The Public Accounts Committee (PAC) has criticised a “lack of leadership and coordination” from HMRC and the Treasury in targeting environmental action.
In a new report from the Committee, it said the governmental departments have a “very limited view of the role of tax”, with a “limited understanding of the environmental impact” of taxes. It added that they were unable to say how the tax system is and could be used to achieve environmental goals such as net zero.
Additionally, they seemed unaware of the impact that the government’s environmental goals will have on tax revenues, pointing to the rise of electric vehicles as an example. In the year 2019-20, fuel duty raised £28 billion, but as the ban on the sale of new petrol and diesel cars looms “HM Treasury cannot explain how it will manage declining revenues from consumption of fossil fuels”.
Meg Hillier MP, chair of the PAC said reaching net zero must be “the greatest co-ordinated ask, of governments around the globe, in history”.
“But the UK government has been blithely issuing ever more ambitious climate targets for years now, with no sign of a roadmap to reach any of them. The departments in charge seem stuck in a bygone era, with little sign of the innovative thinking needed to achieve all this.”
The report follows the government again increasing its decarbonisation target to 78% by 2035 earlier this month, a move that while welcomed, led to many organisations calling for more policy and detail around the path to such reductions.
HMRC and the Treasury currently only recognise four environmental taxes, and have not kept track of the impact of other tax measures that have an environmental impact. This includes things like tax reliefs to support energy saving and clean technologies, or those affecting the use of fossil fuels.
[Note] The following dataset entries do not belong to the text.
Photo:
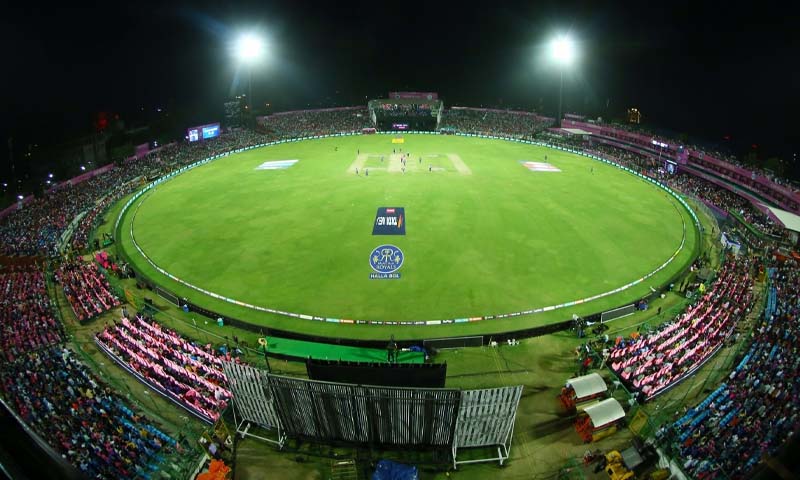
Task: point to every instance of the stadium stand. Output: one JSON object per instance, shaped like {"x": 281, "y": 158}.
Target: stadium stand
{"x": 751, "y": 414}
{"x": 79, "y": 417}
{"x": 747, "y": 417}
{"x": 317, "y": 122}
{"x": 521, "y": 125}
{"x": 26, "y": 317}
{"x": 186, "y": 373}
{"x": 726, "y": 200}
{"x": 652, "y": 363}
{"x": 86, "y": 288}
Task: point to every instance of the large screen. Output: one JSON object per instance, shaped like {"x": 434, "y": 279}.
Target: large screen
{"x": 203, "y": 132}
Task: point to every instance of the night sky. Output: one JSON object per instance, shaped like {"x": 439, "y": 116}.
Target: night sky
{"x": 704, "y": 70}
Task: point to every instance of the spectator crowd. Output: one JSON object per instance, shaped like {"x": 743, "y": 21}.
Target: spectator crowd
{"x": 26, "y": 318}
{"x": 653, "y": 362}
{"x": 86, "y": 289}
{"x": 757, "y": 408}
{"x": 726, "y": 200}
{"x": 187, "y": 373}
{"x": 520, "y": 125}
{"x": 82, "y": 419}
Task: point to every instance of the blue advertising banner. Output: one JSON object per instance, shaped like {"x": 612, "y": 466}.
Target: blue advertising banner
{"x": 390, "y": 221}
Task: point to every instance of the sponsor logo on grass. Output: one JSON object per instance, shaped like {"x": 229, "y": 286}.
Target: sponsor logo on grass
{"x": 539, "y": 166}
{"x": 390, "y": 221}
{"x": 385, "y": 260}
{"x": 276, "y": 165}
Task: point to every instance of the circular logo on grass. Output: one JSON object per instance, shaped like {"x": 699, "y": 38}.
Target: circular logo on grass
{"x": 386, "y": 259}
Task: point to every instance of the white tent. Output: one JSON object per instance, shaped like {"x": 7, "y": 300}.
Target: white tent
{"x": 587, "y": 385}
{"x": 605, "y": 412}
{"x": 789, "y": 219}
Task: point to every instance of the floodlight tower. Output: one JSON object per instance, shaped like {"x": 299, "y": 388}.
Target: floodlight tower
{"x": 249, "y": 50}
{"x": 562, "y": 50}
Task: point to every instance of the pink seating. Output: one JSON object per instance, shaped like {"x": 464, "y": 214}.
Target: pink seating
{"x": 654, "y": 362}
{"x": 188, "y": 374}
{"x": 87, "y": 290}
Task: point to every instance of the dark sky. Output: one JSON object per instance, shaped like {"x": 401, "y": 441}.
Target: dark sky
{"x": 707, "y": 70}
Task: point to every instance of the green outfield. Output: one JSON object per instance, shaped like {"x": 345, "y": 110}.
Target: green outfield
{"x": 484, "y": 234}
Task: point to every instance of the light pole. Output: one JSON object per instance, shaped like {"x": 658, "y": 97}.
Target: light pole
{"x": 562, "y": 49}
{"x": 249, "y": 50}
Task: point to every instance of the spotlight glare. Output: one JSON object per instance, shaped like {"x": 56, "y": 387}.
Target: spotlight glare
{"x": 563, "y": 50}
{"x": 249, "y": 48}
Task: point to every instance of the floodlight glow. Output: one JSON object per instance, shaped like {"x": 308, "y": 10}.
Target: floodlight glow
{"x": 249, "y": 48}
{"x": 563, "y": 50}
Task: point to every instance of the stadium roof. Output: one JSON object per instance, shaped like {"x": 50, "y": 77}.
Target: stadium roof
{"x": 605, "y": 412}
{"x": 587, "y": 385}
{"x": 789, "y": 220}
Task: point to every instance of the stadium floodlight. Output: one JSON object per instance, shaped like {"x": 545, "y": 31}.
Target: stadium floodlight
{"x": 249, "y": 50}
{"x": 562, "y": 49}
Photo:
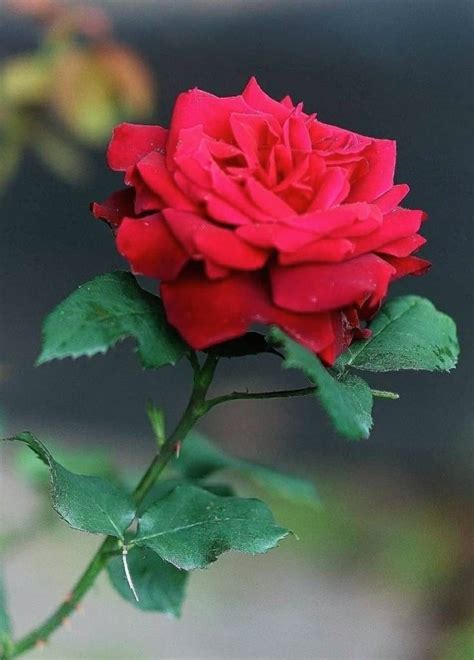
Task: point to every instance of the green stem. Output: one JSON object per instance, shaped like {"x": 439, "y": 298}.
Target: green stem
{"x": 277, "y": 394}
{"x": 195, "y": 409}
{"x": 281, "y": 394}
{"x": 383, "y": 394}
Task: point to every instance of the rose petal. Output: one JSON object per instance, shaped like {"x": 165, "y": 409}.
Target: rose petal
{"x": 118, "y": 205}
{"x": 273, "y": 235}
{"x": 397, "y": 224}
{"x": 222, "y": 246}
{"x": 202, "y": 313}
{"x": 150, "y": 248}
{"x": 325, "y": 287}
{"x": 331, "y": 191}
{"x": 198, "y": 108}
{"x": 259, "y": 100}
{"x": 380, "y": 157}
{"x": 407, "y": 266}
{"x": 131, "y": 142}
{"x": 156, "y": 176}
{"x": 391, "y": 199}
{"x": 267, "y": 201}
{"x": 324, "y": 249}
{"x": 403, "y": 247}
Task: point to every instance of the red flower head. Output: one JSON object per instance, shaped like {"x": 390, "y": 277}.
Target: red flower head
{"x": 251, "y": 211}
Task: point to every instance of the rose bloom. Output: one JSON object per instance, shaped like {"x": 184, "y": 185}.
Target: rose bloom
{"x": 248, "y": 210}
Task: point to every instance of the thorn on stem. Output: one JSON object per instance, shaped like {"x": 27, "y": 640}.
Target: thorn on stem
{"x": 127, "y": 573}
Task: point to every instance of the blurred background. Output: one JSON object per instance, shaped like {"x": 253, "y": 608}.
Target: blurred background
{"x": 383, "y": 569}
Assessments have been started for fuel duty freezes to see the impact on the environment, but all taxes should undergo environmental assessment said the PAC.
It criticised the lack of coordination and leadership that mirrors previous concerns from the PAC, in particular from the Treasury which has a cross-governmental remit. Therefore it is “disappointing to see the silo thinking we often see in other Whitehall departments extending to the Treasury itself”, the report added.
The PAC called on the Treasury to consider how tax should fit into a comprehensive programme for funding net zero.
It follows a report from Green Alliance earlier this week that pointed to support from the general public for utilising the tax system for decarbonisation. The report noted that the tax system is one of the most powerful tools available to the government to deliver its policy ambitions and shape the economy, but that more needed to be done.
“Every week brings reports of some climate record disturbingly broken – the hottest year, the hottest decade, warming seas rising faster than we feared, carbon emissions raging back even as the economy takes more faltering steps,” finished Hillier.
“Now we are six months from hosting the next major global climate summit and the climate storm is breaking all around us. HMRC and HMT need to catch up fast.”